If your dental bill is higher than the UCR, it does not mean your dentist has charged too much. It could mean your insurance company has not updated its UCR charges. It could also mean that the data used to set the UCR is taken from areas of your state that are different from yours.
We cannot guarantee what the reimbursement rate will be as all insurance companies vary widely in fee schedules. To get an accurate idea of reimbursement, it is important to request your insurance company’s fee schedule to compare with UCR fees.

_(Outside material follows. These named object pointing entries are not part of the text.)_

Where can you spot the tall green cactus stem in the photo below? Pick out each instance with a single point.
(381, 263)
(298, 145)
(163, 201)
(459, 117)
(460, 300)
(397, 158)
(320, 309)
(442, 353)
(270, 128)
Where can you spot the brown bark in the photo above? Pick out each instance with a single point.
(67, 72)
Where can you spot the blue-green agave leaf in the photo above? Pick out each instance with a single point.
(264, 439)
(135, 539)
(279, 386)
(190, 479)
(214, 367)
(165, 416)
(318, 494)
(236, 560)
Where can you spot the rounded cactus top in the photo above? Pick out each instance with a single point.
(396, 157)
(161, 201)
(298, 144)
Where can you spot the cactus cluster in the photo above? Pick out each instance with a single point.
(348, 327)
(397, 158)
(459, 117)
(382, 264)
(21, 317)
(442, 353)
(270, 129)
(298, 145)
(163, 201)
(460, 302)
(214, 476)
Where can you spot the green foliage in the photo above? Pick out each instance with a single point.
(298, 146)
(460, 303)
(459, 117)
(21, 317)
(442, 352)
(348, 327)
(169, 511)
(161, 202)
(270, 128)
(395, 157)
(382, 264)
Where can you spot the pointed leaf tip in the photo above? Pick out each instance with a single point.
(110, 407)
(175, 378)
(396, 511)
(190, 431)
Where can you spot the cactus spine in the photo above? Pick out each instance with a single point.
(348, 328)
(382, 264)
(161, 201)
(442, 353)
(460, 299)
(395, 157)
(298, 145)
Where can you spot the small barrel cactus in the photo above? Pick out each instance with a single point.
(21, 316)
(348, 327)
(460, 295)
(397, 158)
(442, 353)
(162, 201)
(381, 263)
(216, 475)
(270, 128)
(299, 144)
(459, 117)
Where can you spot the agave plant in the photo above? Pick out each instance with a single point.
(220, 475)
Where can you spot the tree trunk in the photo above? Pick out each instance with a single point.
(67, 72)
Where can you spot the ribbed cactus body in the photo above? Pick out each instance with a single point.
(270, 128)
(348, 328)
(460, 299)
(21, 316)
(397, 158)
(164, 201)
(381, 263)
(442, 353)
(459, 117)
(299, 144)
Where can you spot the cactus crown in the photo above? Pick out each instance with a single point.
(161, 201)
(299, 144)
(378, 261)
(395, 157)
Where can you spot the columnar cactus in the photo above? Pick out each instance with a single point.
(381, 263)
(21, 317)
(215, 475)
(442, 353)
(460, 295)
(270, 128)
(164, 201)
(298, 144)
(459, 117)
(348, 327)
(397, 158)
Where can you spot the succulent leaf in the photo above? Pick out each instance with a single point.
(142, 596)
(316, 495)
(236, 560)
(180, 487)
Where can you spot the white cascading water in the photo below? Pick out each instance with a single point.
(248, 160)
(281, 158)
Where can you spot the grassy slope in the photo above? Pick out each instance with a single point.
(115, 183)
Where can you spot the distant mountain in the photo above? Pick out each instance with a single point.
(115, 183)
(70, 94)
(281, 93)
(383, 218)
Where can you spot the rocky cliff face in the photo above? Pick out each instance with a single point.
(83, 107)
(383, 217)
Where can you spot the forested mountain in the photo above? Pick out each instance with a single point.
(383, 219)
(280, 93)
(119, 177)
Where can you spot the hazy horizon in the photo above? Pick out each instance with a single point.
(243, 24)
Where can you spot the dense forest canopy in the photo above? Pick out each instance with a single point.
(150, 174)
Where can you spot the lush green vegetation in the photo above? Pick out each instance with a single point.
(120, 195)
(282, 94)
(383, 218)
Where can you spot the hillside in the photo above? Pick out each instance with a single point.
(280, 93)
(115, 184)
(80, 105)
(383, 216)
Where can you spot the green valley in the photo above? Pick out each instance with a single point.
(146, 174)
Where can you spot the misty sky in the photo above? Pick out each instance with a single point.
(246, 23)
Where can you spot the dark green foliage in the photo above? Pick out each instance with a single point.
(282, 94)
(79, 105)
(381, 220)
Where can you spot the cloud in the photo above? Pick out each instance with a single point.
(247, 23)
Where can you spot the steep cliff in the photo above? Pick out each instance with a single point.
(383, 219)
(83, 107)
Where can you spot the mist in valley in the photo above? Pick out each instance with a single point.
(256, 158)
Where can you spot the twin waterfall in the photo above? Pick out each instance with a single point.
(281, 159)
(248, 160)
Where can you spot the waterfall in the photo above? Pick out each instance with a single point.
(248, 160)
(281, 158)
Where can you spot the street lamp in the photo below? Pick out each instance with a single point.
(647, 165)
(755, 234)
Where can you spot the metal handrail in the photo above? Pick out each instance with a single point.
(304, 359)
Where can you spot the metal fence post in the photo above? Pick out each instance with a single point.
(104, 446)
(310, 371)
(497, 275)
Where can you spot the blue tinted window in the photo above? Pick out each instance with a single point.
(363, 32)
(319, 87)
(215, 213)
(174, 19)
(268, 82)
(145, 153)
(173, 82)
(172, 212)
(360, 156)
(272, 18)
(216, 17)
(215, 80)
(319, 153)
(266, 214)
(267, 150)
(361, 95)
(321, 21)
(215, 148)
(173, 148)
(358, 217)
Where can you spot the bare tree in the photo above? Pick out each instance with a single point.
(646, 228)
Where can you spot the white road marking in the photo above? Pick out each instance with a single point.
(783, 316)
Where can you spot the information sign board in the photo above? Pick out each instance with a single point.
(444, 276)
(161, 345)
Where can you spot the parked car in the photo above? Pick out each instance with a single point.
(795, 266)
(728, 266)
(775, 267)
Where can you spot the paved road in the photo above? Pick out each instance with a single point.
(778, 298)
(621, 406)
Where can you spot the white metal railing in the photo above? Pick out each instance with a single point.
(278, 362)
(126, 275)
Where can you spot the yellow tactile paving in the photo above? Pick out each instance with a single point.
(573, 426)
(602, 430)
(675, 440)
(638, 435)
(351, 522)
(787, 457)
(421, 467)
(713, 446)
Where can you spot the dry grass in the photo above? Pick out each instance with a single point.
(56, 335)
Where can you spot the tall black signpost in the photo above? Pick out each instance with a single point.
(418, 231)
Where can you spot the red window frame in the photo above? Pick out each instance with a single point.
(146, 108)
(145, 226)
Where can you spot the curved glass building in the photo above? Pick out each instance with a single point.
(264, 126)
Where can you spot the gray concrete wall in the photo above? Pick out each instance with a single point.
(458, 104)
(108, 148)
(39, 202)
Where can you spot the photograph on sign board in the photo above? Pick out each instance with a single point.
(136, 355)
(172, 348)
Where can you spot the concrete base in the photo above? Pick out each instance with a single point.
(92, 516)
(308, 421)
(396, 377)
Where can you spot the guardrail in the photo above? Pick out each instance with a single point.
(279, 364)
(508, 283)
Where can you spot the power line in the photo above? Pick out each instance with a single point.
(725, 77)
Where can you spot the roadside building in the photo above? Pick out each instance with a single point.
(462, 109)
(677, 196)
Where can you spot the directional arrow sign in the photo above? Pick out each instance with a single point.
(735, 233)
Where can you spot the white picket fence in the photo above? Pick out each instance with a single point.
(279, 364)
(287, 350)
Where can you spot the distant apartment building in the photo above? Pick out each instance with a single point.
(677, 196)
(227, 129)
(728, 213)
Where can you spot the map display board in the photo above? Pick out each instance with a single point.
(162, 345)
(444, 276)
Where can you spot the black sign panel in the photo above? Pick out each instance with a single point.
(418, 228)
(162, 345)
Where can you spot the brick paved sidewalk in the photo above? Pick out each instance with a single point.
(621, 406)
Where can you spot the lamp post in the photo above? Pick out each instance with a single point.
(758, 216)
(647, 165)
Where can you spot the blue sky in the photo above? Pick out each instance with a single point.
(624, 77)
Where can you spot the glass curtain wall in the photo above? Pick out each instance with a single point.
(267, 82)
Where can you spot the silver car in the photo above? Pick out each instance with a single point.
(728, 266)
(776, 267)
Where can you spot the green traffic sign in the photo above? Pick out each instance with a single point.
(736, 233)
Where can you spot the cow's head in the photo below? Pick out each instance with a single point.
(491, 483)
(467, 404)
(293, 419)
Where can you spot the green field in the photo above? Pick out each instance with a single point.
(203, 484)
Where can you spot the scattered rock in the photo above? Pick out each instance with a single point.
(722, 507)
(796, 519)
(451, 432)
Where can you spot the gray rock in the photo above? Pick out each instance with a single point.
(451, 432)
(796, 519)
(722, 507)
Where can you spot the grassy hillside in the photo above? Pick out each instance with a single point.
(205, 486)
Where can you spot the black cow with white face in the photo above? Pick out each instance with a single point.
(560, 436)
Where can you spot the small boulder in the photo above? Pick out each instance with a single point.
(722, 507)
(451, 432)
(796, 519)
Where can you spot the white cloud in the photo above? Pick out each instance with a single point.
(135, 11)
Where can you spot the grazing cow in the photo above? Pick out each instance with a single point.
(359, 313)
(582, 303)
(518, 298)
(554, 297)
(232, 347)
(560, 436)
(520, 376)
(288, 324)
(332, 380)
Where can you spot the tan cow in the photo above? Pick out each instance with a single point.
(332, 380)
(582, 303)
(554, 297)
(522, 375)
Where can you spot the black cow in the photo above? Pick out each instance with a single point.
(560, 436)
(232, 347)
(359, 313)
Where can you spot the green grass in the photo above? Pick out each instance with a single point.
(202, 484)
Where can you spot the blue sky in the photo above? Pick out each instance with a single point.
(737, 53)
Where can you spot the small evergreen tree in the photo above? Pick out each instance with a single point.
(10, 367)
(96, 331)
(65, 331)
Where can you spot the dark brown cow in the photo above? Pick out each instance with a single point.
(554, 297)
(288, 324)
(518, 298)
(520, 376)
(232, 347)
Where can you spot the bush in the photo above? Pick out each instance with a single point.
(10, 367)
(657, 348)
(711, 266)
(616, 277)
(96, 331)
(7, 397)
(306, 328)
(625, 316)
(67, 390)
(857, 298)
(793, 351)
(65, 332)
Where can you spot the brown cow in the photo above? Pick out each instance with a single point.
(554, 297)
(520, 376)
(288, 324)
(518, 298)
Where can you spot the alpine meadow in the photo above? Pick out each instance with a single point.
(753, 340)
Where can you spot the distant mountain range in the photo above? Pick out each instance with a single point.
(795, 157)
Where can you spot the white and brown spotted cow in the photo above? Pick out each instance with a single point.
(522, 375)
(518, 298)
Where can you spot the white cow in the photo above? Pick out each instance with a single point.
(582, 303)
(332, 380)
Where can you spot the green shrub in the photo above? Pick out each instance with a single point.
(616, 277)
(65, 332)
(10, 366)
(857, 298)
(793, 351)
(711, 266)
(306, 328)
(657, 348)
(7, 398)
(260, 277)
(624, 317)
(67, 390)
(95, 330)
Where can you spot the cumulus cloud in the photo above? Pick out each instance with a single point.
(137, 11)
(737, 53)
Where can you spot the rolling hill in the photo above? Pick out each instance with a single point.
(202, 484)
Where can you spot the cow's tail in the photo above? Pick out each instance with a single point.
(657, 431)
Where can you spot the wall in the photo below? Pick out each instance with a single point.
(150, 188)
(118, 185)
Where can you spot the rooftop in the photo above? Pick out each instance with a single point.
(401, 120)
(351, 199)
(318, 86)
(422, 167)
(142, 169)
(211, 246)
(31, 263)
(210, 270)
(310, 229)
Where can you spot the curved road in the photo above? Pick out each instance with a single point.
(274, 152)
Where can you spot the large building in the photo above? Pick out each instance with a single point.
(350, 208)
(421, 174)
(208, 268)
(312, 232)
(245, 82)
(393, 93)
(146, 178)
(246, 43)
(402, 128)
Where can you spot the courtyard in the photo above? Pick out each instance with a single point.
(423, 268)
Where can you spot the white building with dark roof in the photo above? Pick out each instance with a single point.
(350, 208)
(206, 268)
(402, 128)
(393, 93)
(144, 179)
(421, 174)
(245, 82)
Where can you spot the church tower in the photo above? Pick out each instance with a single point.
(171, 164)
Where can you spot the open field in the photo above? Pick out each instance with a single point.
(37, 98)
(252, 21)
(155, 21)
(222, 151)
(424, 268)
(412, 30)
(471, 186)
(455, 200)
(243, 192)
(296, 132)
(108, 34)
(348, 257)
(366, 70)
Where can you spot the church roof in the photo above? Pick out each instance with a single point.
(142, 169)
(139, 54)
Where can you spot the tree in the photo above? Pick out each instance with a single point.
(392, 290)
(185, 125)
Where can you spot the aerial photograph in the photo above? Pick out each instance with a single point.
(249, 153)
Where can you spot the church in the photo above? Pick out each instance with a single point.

For example, if your insurance quotes you 100% coverage however they only accept $15 on their fee schedule for an UCR fee of $30, this will leave you with a $15 out of pocket fee.
Delta Dental: For Delta Dental, we collect in full at the time of service and submit the claim on your behalf. Typically you’ll get a check in the mail within 15 days from the date of service which offers some reimbursement.
Annual Maximums: This is the largest dollar amount a dental plan will pay during the year. Your employer decides the maximum levels of payment in its contract with the insurance company. You are expected to pay copayments and any costs above the annual maximum. Annual maximums are not always updated to keep up with the costs of dental care. If the annual maximum of your plan is too low to meet your needs, ask your employer to look into plans with higher annual maximums.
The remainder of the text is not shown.